Does there exist $A \subset \mathbb{R}$, satisfying the following three conditions:
1)$\forall x \in A$ $\mu(A \cap [x - 1; x + 1]) > 1$
2)$\forall x \notin A$ $\mu(A \cap [x - 1; x + 1]) < 1$
3)$A \notin \{\mathbb{R}, \emptyset\}$
$\mu$ stands here for Lebesgue measure.
It is not hard to see, that if $A$ satisfies these conditions, then $\mathbb{R} \setminus A$, $-A$ and $x + A$, where $x$ is an arbitrary real number, satisfy these conditions too. Also, if $A$ and $B$ both satisfy these conditions and $\inf |A -B| \geq 2$, then $A \cup B$ satisfies those conditions too. However, that does not seem to be very helpful.
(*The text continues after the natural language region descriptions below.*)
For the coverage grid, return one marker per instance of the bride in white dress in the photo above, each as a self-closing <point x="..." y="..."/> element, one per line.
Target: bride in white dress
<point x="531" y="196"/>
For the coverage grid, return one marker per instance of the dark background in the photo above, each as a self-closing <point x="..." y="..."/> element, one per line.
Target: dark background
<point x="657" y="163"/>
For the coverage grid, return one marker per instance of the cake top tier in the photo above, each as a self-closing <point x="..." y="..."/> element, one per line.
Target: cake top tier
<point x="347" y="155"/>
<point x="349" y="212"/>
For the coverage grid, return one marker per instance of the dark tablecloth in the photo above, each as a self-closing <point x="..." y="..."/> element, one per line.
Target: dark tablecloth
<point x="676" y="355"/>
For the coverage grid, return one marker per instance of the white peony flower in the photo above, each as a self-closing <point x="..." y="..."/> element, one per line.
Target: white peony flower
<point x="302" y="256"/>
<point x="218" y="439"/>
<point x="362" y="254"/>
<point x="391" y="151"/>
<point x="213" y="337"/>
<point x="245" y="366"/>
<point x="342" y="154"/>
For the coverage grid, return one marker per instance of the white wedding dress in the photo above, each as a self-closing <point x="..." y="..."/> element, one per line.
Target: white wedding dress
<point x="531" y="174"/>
Another not very helpful fact is, that if $A$ satisfies these conditions and $(x ; x+1) \subset A$, then $\mu((x-1; x) \cap A) > 0$. And it again tells us nothing about existence of such subsets.
No, it does not.
$x \mapsto \mu(A\cap [x - 1; x + 1])$ is continuous on $\mathbb{R}$ as $\forall \epsilon > 0$ and $\forall x \in \mathbb{R}$ we have $|\mu(A\cap [x - 1; x + 1]) - \mu(A\cap [x + \epsilon - 1; x + \epsilon + 1])| \leq 2\epsilon$. Thus, by intermediate value theorem if $A \notin \{\mathbb{R}, \emptyset\}$, then $\exists x \in \mathbb{R}$, such that $\mu(A\cap [x - 1; x + 1]) = 1$